If the problems are identified on a timely basis, and professional expertise is retained, there may be a solid chance the company can survive. That said, a lot can depend on what caused the problems in the first place. This assessment should not be too difficult to make.
If cash flows can’t be restored on a timely basis, other actions may be necessary to keep the company going. This could include selling non-essential assets that have value or filing for Chapter 11 bankruptcy protection, allowing the company to continue operating while negotiating debt reductions with creditors.

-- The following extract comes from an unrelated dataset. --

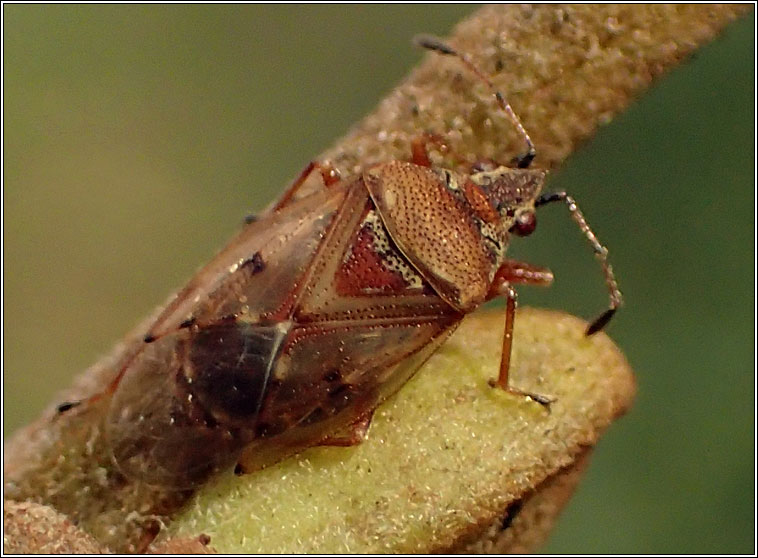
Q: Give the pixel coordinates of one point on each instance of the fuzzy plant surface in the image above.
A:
(450, 463)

Other options may apply if the company can’t be turned around but has potential value to a competitor or other related business in the market niche. Depending on the situation, it could make sense to sell the company or merge it with another business. On the other hand, if there are no interested buyers, a liquidation may become the only remaining course of action.
The best way to avoid the need for a business turnaround is to have timely, accurate, and relevant financial reports and analyses and paying close attention to what they show. Reacting to trends as quickly as possible can avoid a crisis. If a crisis appears inevitable, professional advisors should be brought in immediately to help assess and remedy the situation. Advisors that are typically helpful in a turnaround situation are finance specialists, marketing specialists, accountants, attorneys, and bankers.
When notifying a bank or other lender about problems impacting the business’s finances, it is important to be timely and direct and have a recovery plan—the more time given to employing a solution, the better chance that the actions will be successful.
Due to the complexity of the process and the importance of managing multiple action plans, it is very wise to utilize highly-experienced professional consultants and advisors for their expertise. The investment made in the services provided by outside consultants can be very rewarding in terms of the greater value they can help the company realize.